Thursday 17 October 2013

Let the signings commence

So the time for signings is with us again. Usually the first one takes place in the Harbour Bookshop in Kingsbridge but this year the proceedings started in the Totnes Bookshop on the Friday after publication day. Marcia was really delighted that this year the signings started in her home town. Friday in Totnes is, as you know, market day which means the town is very busy and the car parks are full – and especially so in the morning – so this year it was decided to try the afternoon instead. 

In Totnes Bookshop
It just so happened that Marcia's friend for a couple of hundred years or so, Susie (you may remember that our last dog, Jossie, came to live with us after Susie's mother died), was in the town as was a chap called Terry Ford, with whom I worked about fifteen years ago and have not seen for ages. It was a wonderful surprise to see him and to swap news. While we were waiting for Marcia to finish at the bookshop, Susie, Terry, his cousin and I sat chatting around a table in Rumour – the bistro just down the road from the bookshop – where we were joined by Bob Mann: writer and historian (Bob and I have collaborated in a couple of books on local history), literary critic (it was Bob who wrote the very first review of Marcia's first book - Those Who Serve), publisher (he now runs Longmarsh Press which he describes as a "craft publishing house") and good friend. Eventually Marcia joined us and the party really took off. Indeed, it was gone five thirty before we all decided, reluctantly, that the time had come to move on.

Bob Mann: writer, literary critic, historian and publisher.
Next day it was down to Kingsbridge and the Harbour Bookshop. As always here, there was a group of readers waiting for Marcia and a pile of books to be signed for people who were unable to be there in person.

Work is being done on one of the roads we usually use.
As a result we were driving down a lane we haven't used
for years and there, suddenly, in the middle of nowhere
was this lovely group of cyclamen in full bloom/
There seems to have been a subtle change in the signings over the last eighteen years or so. To start with there were far more people at the signings and virtually no books set aside to be signed in the purchaser's absence. Now that is changing. This is probably because more people work these days and so cannot make the signings but, whatever the reason, the number of books Marcia signs steadily increases each year.

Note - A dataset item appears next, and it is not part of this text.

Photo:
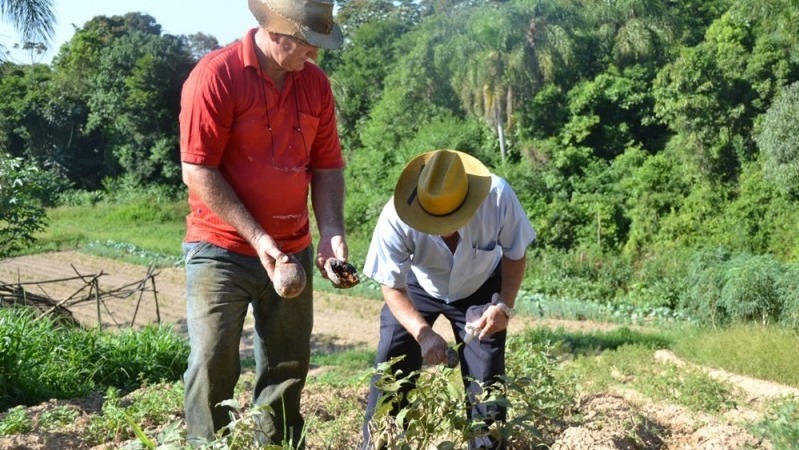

This is the first of the foreign editions of
Postcards from the Past to arrive.
Please note the Newfoundland dof!
There was a report of an interview by Benedict Nightingale with Tom Stoppard in Wednesday’s Times. Here is something he said: “There are too many things I find it difficult to say no to. So I’m clearing my desk and planning to work without interruption. When I was younger I could do something useful just by being free for half a day but now I need five days to get the world I’ve left out of my head and ten days or a fortnight of not talking to anyone to hold what I need to hold inside my head. I can’t just put things aside for a day and come back. My brain just isn’t good enough any more.”

I’m a year younger than Tom Stoppard and I have to agree that getting back into gear is taking me far longer than it used to – and, unlike Mr Stoppard, what I do is not creative. These days I find myself starting to stare at the blank screen and then, without really willing it to happen, find I am doing something else by way of displacement therapy. Sometimes this is something useful (like paying the electricity account) but often it is totally pointless. Clearly this needed to be discussed with another creative writer, Marcia (eight years Mr Stoppard’s junior). Did she recognise this problem?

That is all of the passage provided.